AILA Blog

Reform Immigration, Jump Start the Economy

7/26/11

Today, the Senate Committee on the Judiciary held a hearing of the Subcommittee on Immigration, Refugees and Border Security that reminded me of a piece I wrote a couple of years ago to explain why I became an immigration lawyer.

The hearing was entitled, “The Economic Imperative for Enacting Immigration Reform.”  The Subcommittee received compelling testimony from the CEO of the NASDAQ Stock Exchange on how foreign-born entrepreneurs contribute to startups in the United States; from the General Counsel of Microsoft about how many unfilled high-skilled openings the company has in the United States; and from the President of Cornell University about immigrants’ contributions to our research universities.  The panel also heard, however, from three mayors whose towns (Utica, NY; Lewiston, ME; and Uvalda, GA) have been revitalized economically by new immigrants, many of them refugees.

At today’s hearing, we had two apparent poles of the “legal immigration” debate: How much do we focus on high-skilled immigration, and how do we accommodate other immigrants whose hard work will add to our communities, whether they come through family ties, as workers in industries like agriculture, or as refugees?

My response is to ask the following question: What do a child refugee and a promising postdoctoral student have in common?  Both wanted to come to the United States for a better life.
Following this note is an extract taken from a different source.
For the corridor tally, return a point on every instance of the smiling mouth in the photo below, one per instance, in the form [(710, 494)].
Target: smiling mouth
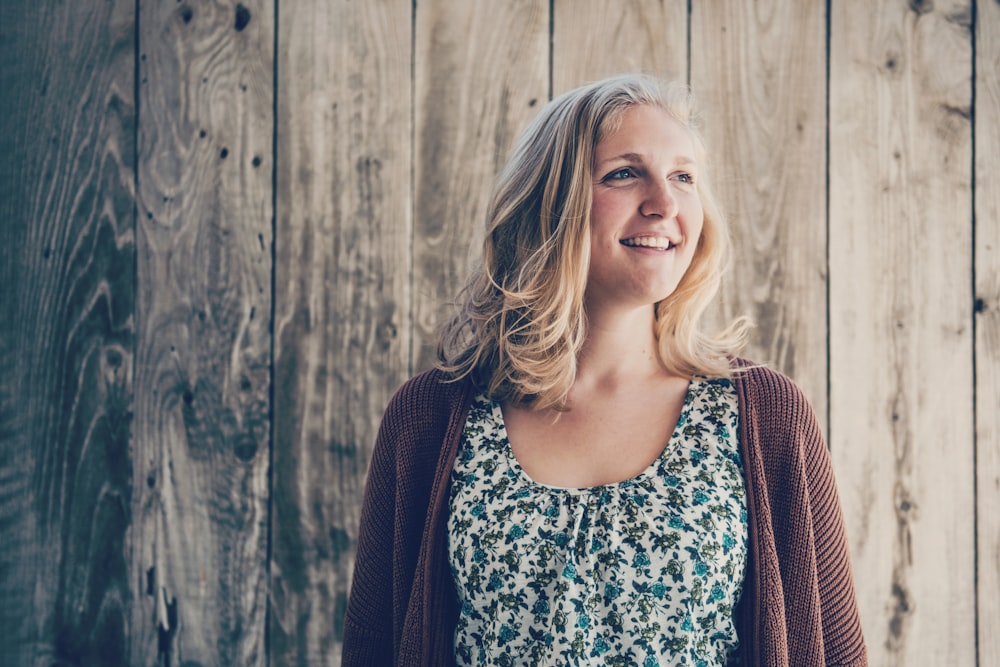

Both faced a challenging immigration story – the child came to the US ahead of a war and was put through school by his father’s work in a toothbrush factory; the postdoc was invited to the University of Wisconsin but almost had to make his career in Canada instead because of problems in getting a US visa.

Oh, and both of them won the Nobel Prize in Medicine – as United States citizens.

The juxtaposition of the immigrant stories of Eric Kandel and Oliver Smithies, winners of the 2000 and 2007 Nobel Prizes in Medicine respectively, perfectly frames the testimony at yesterday’s hearing on immigration and the economy. At the time each of these men was allowed to immigrate to the US – as a 10-year-old Jewish refugee fleeing Austria in 1939, in the case of Kandel, and just after earning his doctorate from Oxford in the case of Smithies -their potential was not yet apparent. In today’s immigration system, they would have had difficulty proving their “national interest” or “well founded fear of persecution,” and yet sending them back where they came from would have deprived the United States (and perhaps the world) of two great scientists.

Immigrants like Kandel and Smithies — and like the Somali immigrants of Lewiston, Maine, and the farm workers of Uvalda, Georgia — bring enormous potential and energy with them. While some have already won their prizes and renown, others are just beginning to show their promise. Many bring their time and talent to the United States in less noticed, but no less important, ways – teaching our children, caring for our patients, helping run our businesses. Many come to join an American spouse, or parent, or child.

All enrich our country as they work to make a better life for themselves and their children.  Why shouldn’t we welcome them?